Fatture false e fondi neri, l'accordo criminale tra italiani e cinesi scoperto "per caso"

L'indagine è partita dagli accertamenti su Gaiatto, oggi la guardia di finanza ha arrestato quattro imprenditori della zona di Portogruaro accusati di aver messo in piedi un sofisticato sistema di riciclaggio

Un reticolo di società di comodo permetteva ad alcuni imprenditori italiani di trasferire denaro all'estero, pagando fatture false e ricevendo poi soldi contanti in nero che utilizzavano per altri scopi, come per il pagamento (sempre in nero) dei loro lavoratori. Dopo le indagini della guardia di finanza, coordinate dal procuratore di Pordenone Raffaele Tito e dal sostituto procuratore Monica Carraturo, tre persone sono finite in carcere. Si tratta di S.P., 64enne di Fossalta di Portogruaro, M.B., residente a Bratislava ma domiciliato a San Michele al Tagliamento e M.B. di Portogruaro. Una quarta persona, R.B., 67enne di Cessalto, è ai domiciliari per il reato di riciclaggio, mentre gli altri tre "compari" sono accusati anche di emissione di fatture false.

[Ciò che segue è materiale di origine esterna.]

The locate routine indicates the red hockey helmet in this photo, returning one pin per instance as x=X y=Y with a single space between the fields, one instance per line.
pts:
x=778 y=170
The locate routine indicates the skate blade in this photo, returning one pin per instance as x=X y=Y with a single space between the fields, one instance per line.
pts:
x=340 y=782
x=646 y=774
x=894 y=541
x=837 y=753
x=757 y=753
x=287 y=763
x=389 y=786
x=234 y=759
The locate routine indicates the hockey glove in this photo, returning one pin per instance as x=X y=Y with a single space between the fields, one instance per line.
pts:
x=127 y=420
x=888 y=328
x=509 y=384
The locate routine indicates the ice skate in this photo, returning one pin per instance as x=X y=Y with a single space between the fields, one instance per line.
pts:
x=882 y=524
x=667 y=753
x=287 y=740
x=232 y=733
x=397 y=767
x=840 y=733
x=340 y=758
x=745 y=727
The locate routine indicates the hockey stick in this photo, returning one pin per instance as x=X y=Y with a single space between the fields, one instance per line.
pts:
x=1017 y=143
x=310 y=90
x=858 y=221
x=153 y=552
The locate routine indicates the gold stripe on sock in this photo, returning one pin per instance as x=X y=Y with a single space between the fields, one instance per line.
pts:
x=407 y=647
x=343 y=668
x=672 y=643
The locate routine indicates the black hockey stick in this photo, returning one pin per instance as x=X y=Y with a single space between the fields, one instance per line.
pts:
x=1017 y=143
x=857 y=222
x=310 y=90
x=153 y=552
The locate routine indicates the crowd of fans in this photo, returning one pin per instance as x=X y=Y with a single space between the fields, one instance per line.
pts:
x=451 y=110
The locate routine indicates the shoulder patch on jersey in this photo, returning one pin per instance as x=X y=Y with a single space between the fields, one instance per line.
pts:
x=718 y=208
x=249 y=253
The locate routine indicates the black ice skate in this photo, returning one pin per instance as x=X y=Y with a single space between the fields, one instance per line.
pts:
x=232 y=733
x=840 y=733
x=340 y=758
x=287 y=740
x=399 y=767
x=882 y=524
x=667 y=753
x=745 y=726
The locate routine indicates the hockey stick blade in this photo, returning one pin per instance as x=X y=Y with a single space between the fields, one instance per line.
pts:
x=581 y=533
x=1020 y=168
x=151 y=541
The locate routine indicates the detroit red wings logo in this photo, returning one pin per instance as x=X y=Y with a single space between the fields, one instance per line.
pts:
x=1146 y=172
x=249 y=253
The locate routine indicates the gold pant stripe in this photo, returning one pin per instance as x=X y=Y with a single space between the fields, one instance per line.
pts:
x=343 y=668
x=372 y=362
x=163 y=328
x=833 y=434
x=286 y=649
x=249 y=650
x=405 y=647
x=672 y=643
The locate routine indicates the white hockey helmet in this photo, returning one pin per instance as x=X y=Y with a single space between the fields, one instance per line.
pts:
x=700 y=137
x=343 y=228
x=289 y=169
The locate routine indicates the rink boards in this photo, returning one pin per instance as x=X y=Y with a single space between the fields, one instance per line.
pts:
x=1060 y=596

Le indagini degli inquirenti sono cominciate per una fatalità mentre stavano approfondendo la vicenda di Fabio Gaiatto, il finto broker di Portogruaro condannato nel 2019 a 15 anni di carcere. Il 64enne S.P. era investitore di Gaiatto, il quale gli doveva una somma vicina agli 800mila euro, e allo stesso tempo gestiva il suo giro di frodi fiscali. Quando i militari della Finanza si sono presentati a casa sua S.P. ha cercato, senza riuscirci, di disfarsi di un hard disk e di uno smartphone all'interno dei quali erano contenuti dati e informazioni che hanno permesso agli investigatori di ricostruire questo nuovo giro di affari: un gruppo che riciclava denaro con l'aiuto della criminalità organizzata cinese.

Il modus operandi messo in piedi dal quartetto era sofisticato. I criminali disponevano di società all'estero (intestate a prestanome, le teste di legno da cui prende il nome l'operazione "Wooden Heads"), soprattutto in Bulgaria e Slovacchia, che avevano lo scopo di emettere fatture per operazioni inesistenti nel settore del commercio di rottami di ferro e pallet in legno. La prima fase prevedeva quindi l'emissione delle fatture, cui seguiva il pagamento con bonifico alle società cartiere. Queste, in una seconda fase, inviavano il capitale ai conti correnti di alcuni fiancheggiatori dell'organizzazione presso un istituto di credito con sede a Shangai. 

Il corretto accredito era successivamente comunicato ai referenti in Italia dell'organizzazione, che si recavano in luoghi sicuri per incassare i soldi in contanti da alcuni membri della criminalità cinese trapiantata in provincia di Padova. Alla cifra, naturalmente, veniva trattenuta una percentuale (tra l'1 e il 3%) per il servizio illecito. Il denaro a quel punto veniva distribuito agli imprenditori italiani che avevano ricevuto e pagato le fatture delle società cartiere, anche in questo caso con le trattenute di una percentuale per il pagamento del servizio ricevuto.

Con questo meccanismo, tutti ci guadagnavano: chi gestiva le cartiere aveva una percentuale dei soldi ripuliti come guadagno, chi pagava le fatture aveva la possibilità di portarsi costi fasulli in contabilità e abbattere il reddito, garantendosi un "castelletto" di denaro contante funzionale per altri affari, mentre la criminalità cinese riusciva a ripulire denaro contante, facendolo arrivare alla madre patria senza di fatto movimentarlo. Come spiegato dal comandante della guardia di finanza di Venezia Giovanni Avitabile «questi flussi di denaro si muovono, attuando in parte delle forme di compensazione legale». Per questo motivo l'hard disk e lo smartphone recuperati un po' per caso si sono rivelati fondamentali per ricostruire un giro d'affari superiore ai 60 milioni di euro.